Miller needed an alternative to living alone, but Lake Elmo only allowed single-family homes.

“I didn’t know what I was going to do,” said Miller, a 90-year-old widow.

Just in time, Lake Elmo lifted its effective ban on non-single family housing. The city built its first senior facility in 2017, and now welcomes Miller and others who aren’t interested in single-family homes.

47% OF NEW HOUSING STARTS

It’s a sign of an ongoing change for suburban housing — which had focused largely on the single-family home in the past. Alternatives to single-family homes in Minnesota grew last year to nearly half of new housing starts, including apartments, townhomes, housing for seniors, and even rentals.

It’s like a dam has burst — with multi-family housing flooding into places where it wasn’t previously allowed.

Statewide, 47 percent of new housing starts in Minnesota in 2020 were for multi-family, according to the advocacy nonprofit Housing First Minnesota. The change is most dramatic in the suburbs, which until recently allowed only a trickle of multi-family housing starts per year.

Typical is Cottage Grove.

Until 2015, the city had almost no annual multi-family housing starts. But by last year, they shot up to 46 percent of the city’s housing options.

“This is definitely a new trend for us,” said community development director Ben Boike.

The city’s first apartment complex in more than 25 years is underway — Grove80. Another one is planned, a 171-unit project by the Oppidan Investment Co.

The wave of apartments includes 324 units for seniors in the Legends at Cottage Grove and the Norris Square projects, built since 2016.

Townhome starts, too, are accelerating. With only a sprinkling of townhomes in the past decade, they went to 109 last year.

Boike said the city is responding to what consumers want — housing that is less expensive, greener and smaller. “It’s all market trends,” he said.

WOODBURY A LEADER

Woodbury has been a leader in single-family alternatives. Since 2000, more than half of all housing starts have been for multi-family units, according to community development coordinator Karl Batalden.

The city had added at least one apartment building every year since 2014. Developers are now working on four projects, which will bring the total apartment units in the city’s Northeast Area to more than 1,000.

It’s not market forces that drive the change, said Batalden, but the city’s long-term planning for a variety of housing. For decades, the city has permitted high-density apartments.

NEW CONCEPT FOR LAKE ELMO

But that’s a relatively new concept in Lake Elmo. The city has only allowed single-family homes for most of its existence — no apartments, senior centers, townhomes.

The single-family monopoly began to crack in 2013, when the city started work on its first sewer system. The sewer system allowed large-scale projects, such as apartment buildings, to be built.

City administrator Kristina Handt said consumers today want alternatives to single-family homes.

“That’s where the market is now,” Handt said.

The city’s apartments will be ideal for young professionals who are waiting to buy a house, or older people who want to downsize.

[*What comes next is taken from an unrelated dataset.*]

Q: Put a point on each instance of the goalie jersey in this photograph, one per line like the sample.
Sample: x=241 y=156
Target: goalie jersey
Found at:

“We are fortunate to have a location 10 minutes from the airport and near both downtowns,” she said. “You can’t find a lot of land that close.”

The city — finally — has a place for Miller, the 90-year-old Arbor Glen resident.

On a recent afternoon walk, she said Lake Elmo feels like home to her. It’s where her church is, where her friends live and where she lived for 22 years in the split-level home her husband built.

“All I wanted,” she said, navigating her walker over a curb, “was a place where I felt I could live.”